I’ve been wanting to write up a juicy post on how we deal with very large heaps in Java to reduce GC pauses. Unfortunately I keep getting side tracked getting the data together. The latest bump in the road is due to a JVM bug of sorts.
Backstory: Todd Lipcon’s twitter post pointed me to the JVM option -XX:PrintFLSStatistics=1 to be able to get out some good information about heap fragmentation. He was even kind enough to provide the Python and R scripts! I figured that it would be a few minutes of fiddling and I’d have some good data for a post. No such luck. Our JVM GC/heap options are -XX:+UseConcMarkSweepGC -Xms65g -Xmx65g. When -XX:PrintFLSStatistics=1 is used with this, the following output is seen:
Statistics for BinaryTreeDictionary: ------------------------------------ Total Free Space: -1824684952 Max Chunk Size: -1824684952 Number of Blocks: 1 Av. Block Size: -1824684952 Tree Height: 1
A few seconds of digging into the Hotspot source reveals:
void BinaryTreeDictionary::reportStatistics() const {
verify_par_locked();
gclog_or_tty->print("Statistics for BinaryTreeDictionary:\n"

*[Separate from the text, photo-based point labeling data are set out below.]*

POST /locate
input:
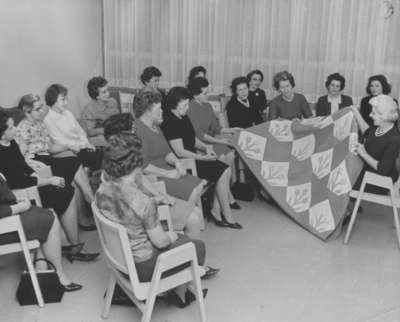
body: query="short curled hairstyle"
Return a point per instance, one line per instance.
(283, 76)
(386, 87)
(26, 102)
(197, 84)
(123, 155)
(236, 82)
(195, 71)
(144, 101)
(4, 116)
(255, 72)
(175, 96)
(52, 93)
(148, 73)
(336, 77)
(388, 105)
(118, 123)
(94, 84)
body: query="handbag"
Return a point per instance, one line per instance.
(49, 283)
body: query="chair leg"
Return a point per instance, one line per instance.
(109, 295)
(199, 293)
(353, 218)
(34, 279)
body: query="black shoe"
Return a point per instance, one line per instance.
(190, 297)
(235, 205)
(210, 272)
(88, 228)
(72, 287)
(83, 257)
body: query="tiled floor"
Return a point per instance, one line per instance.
(272, 270)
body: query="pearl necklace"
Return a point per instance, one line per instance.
(380, 133)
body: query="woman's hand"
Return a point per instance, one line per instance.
(57, 182)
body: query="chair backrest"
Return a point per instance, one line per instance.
(115, 244)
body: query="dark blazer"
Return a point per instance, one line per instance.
(323, 107)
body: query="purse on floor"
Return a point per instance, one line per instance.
(49, 283)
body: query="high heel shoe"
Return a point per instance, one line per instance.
(83, 257)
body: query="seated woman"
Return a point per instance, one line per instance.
(53, 191)
(35, 143)
(64, 129)
(240, 110)
(207, 127)
(179, 132)
(38, 223)
(100, 108)
(377, 85)
(331, 103)
(120, 200)
(289, 104)
(257, 95)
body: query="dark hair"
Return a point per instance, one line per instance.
(148, 73)
(196, 70)
(283, 76)
(117, 123)
(175, 96)
(386, 87)
(144, 101)
(197, 84)
(123, 155)
(94, 84)
(4, 116)
(255, 72)
(337, 77)
(237, 81)
(26, 102)
(52, 93)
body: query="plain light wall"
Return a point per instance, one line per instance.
(49, 41)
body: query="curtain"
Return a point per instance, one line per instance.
(309, 38)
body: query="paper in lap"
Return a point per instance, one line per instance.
(306, 166)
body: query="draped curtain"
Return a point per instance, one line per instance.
(309, 38)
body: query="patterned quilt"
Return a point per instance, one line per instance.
(307, 166)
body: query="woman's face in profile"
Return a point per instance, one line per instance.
(242, 91)
(375, 87)
(334, 87)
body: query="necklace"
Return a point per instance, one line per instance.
(382, 132)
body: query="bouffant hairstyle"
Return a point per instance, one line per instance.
(52, 93)
(26, 102)
(255, 72)
(195, 71)
(386, 104)
(337, 77)
(175, 96)
(148, 73)
(94, 84)
(236, 82)
(118, 123)
(197, 84)
(4, 116)
(144, 101)
(123, 155)
(386, 87)
(283, 76)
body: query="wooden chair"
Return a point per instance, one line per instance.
(115, 244)
(13, 224)
(391, 200)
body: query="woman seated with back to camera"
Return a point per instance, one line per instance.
(179, 132)
(289, 104)
(35, 143)
(334, 100)
(38, 224)
(120, 200)
(54, 192)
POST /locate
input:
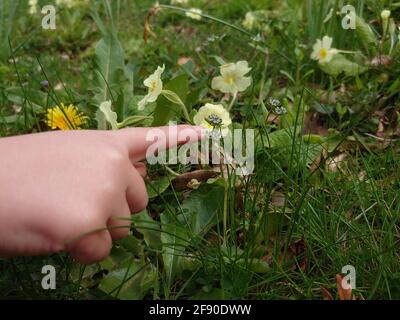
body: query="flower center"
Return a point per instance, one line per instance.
(323, 53)
(214, 120)
(153, 86)
(230, 79)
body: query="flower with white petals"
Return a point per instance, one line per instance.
(194, 13)
(155, 85)
(232, 79)
(213, 117)
(323, 51)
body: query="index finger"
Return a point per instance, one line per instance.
(138, 140)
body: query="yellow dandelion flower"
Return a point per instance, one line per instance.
(65, 118)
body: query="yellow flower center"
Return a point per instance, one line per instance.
(323, 53)
(230, 79)
(65, 118)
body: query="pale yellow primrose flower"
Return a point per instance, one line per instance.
(213, 116)
(232, 79)
(194, 13)
(249, 21)
(322, 50)
(155, 85)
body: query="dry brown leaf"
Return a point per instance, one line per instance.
(326, 294)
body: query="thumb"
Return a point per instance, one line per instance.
(138, 140)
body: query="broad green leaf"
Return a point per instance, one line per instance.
(340, 64)
(165, 109)
(157, 187)
(132, 280)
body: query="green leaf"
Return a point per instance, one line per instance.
(149, 228)
(204, 208)
(365, 34)
(339, 64)
(281, 138)
(174, 238)
(254, 265)
(132, 280)
(157, 187)
(165, 109)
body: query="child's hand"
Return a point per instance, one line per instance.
(57, 186)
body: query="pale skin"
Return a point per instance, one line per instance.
(57, 186)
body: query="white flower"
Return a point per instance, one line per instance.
(249, 21)
(322, 50)
(109, 115)
(154, 83)
(33, 7)
(177, 2)
(232, 79)
(212, 116)
(194, 13)
(385, 14)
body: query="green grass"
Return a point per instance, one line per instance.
(287, 230)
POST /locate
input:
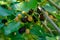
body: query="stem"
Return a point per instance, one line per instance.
(51, 21)
(54, 4)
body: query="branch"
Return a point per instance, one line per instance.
(51, 21)
(54, 4)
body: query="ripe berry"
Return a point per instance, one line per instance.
(38, 11)
(4, 6)
(27, 31)
(4, 21)
(34, 18)
(24, 19)
(16, 19)
(42, 17)
(27, 0)
(22, 30)
(30, 12)
(23, 12)
(19, 15)
(30, 18)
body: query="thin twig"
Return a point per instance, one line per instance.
(54, 4)
(51, 21)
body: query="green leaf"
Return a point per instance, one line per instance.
(25, 6)
(13, 26)
(50, 8)
(37, 30)
(5, 12)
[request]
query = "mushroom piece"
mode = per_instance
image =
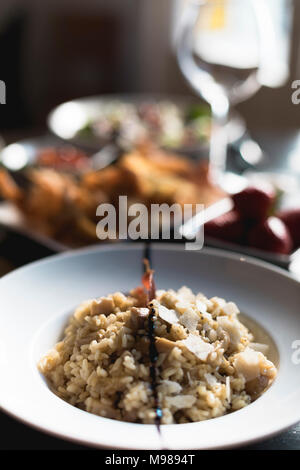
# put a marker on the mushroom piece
(138, 317)
(164, 345)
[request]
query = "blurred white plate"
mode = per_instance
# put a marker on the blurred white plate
(48, 290)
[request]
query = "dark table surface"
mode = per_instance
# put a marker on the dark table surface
(282, 149)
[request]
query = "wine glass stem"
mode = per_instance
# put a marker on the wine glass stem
(219, 142)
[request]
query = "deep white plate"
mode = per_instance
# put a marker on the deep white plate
(36, 300)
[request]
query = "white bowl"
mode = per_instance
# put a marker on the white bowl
(36, 300)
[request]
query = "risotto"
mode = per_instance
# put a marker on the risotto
(205, 361)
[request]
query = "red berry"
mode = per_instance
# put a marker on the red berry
(291, 218)
(271, 235)
(254, 202)
(228, 227)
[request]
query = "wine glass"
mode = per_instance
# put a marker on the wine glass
(225, 50)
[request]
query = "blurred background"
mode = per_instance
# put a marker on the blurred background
(53, 51)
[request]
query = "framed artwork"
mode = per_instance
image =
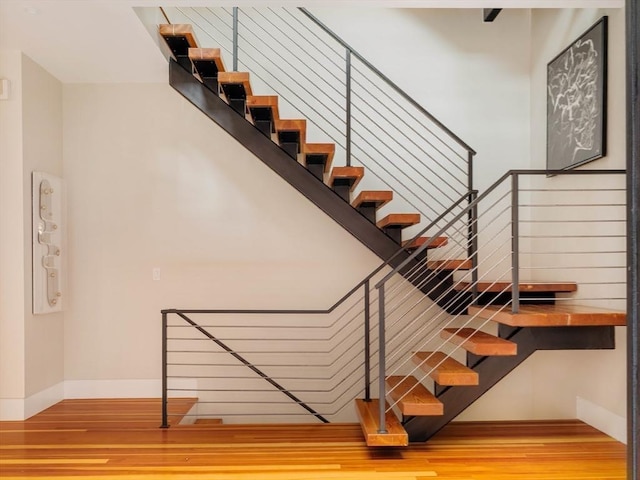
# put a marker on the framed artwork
(577, 101)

"------------------------------------\n");
size_t totalSize = totalChunkSize(debug_only(NULL));
size_t freeBlocks = numFreeBlocks();
gclog_or_tty->print("Total Free Space: %d\n", totalSize);
gclog_or_tty->print("Max Chunk Size: %d\n", maxChunkSize());
gclog_or_tty->print("Number of Blocks: %d\n", freeBlocks);
if (freeBlocks > 0) {
gclog_or_tty->print("Av. Block Size: %d\n", totalSize/freeBlocks);
}
gclog_or_tty->print("Tree Height: %d\n", treeHeight());
}
in hotspot/src/share/vm/gc_implementation/concurrentMarkSweep/binaryTreeDictionary.cpp. (“%d” just doesn’t cut it with a “long”‘s worth of data.) I filed a hotspot bug so hopefully it will be fixed in some release in the not-too-distant-future.
I can work around this but it has slowed down my getting to the juicy blog post. Stay tuned!